Understanding Assessment Administration

What Is the Administration of Assessment?

Administration of assessment includes the policies and procedures that govern how standardized assessments are distributed, proctored, and administered. Often, these guidelines are created to increase consistency and safeguard test results.

Sometimes, the administration of assessment has “high stakes”–meaning that decisions about students, teachers, schools, or districts are based on their scores and can result in punishments (sanctions, reduced funding, negative publicity) or accolades (grade promotion, diplomas). This type of assessment is called a high-stakes assessment.

Pre-Assessment

Pre-assessment occurs at the beginning of a lesson, unit or introduction to a new topic. It reveals students’ incoming knowledge, recognizes misconceptions about a subject or topic and is used to inform instruction.

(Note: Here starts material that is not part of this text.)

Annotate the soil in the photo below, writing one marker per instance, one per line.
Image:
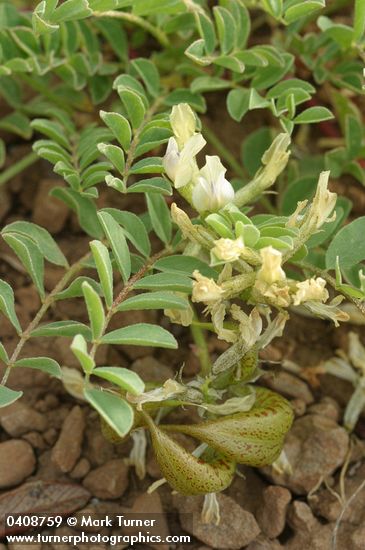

Teachers can administer pre-assessments using a variety of formats. For example, a survey at the start of a year can help identify students learning styles, multiple intelligences and interests. This information can then be used when planning lessons and grouping students for future projects.

A quick pre-assessment can save time in class by providing the teacher with essential data to guide their lesson planning. It can also help the teacher understand the students’ confidence levels in relation to a new subject. This allows the teacher to identify students who may need extra support and to address any concerns or barriers early on. In this way the teacher can ensure all students are positioned for success. This approach is consistent with differentiated instruction as described by Amy Benjamin.

Interim Assessment

Interim assessments help educators paint a portrait of student understanding and identify topics students may be struggling with. They are a type of pre-assessment used for instructional decision making and often administered in place of traditional benchmark assessments.

For example, teachers can use a Smarter Balanced interim that matches the scope and sequence of their teaching to provide data on student progress throughout the year. The NGSS interims are designed to focus on discrete blocks of content aligned to the NGSS performance expectations, and they provide educators with raw scores and percent correct for each item cluster in an assessment.

MAP Growth offers both ELA and math interims that meet the needs of classrooms across a range of learning levels. These assessments are given periodically over a period of time that allows for enough instructional time to measure student growth with confidence, including learners who perform at, above, or below grade level. These reports give educators insight into student achievement patterns and support their growth plans for their students.

Formative Assessment

Formative assessment is a human-centered process that helps educators and students engage in responsive teaching and learning. It involves ongoing, low- or no-stakes assessments conducted during instruction that help identify misconceptions and gaps in understanding. It is a collaborative learning process and it should be integrated into the classroom curriculum.

Formative assessments can include open-ended discussions, debates, concept maps, or even peer evaluations. The key is to use multiple methods of assessment, as these will allow instructors to get a more accurate picture of student learning levels.

Effective formative assessment requires teachers to have four basic skills: domain knowledge, pedagogical content knowledge, understanding of students, and an ability to assess their own teaching. The process also involves matching instruction to the gap between what students are currently learning and the desired learning goal. If the next instructional steps are too hard for students, frustration will result; if they are too easy, boredom or disaffection will set in.

Summative Assessment

Summative assessment occurs at the end of an instructional period and evaluates student learning based on what has been taught. It is often associated with final projects, standardized tests or district benchmarks. Teachers use this method of evaluation to determine whether or not students have mastered the content, compare their grades to those of their peers, make course placement decisions, or assess their educational programs.

The challenge of this type of evaluation is to ensure that it is valid, reliable and manageable for both faculty and students. It is important to create a variety of assessments that measure different aspects of learning and engage students with multiple formats and question types. This helps prevent the competition that can develop between students and reduces the stress that comes from a single exam or assignment. Instructors can also improve the manageability of summative assessment by providing feedback without or before grading, as well as by creating rubrics that clearly outline the criteria and expectations for each project.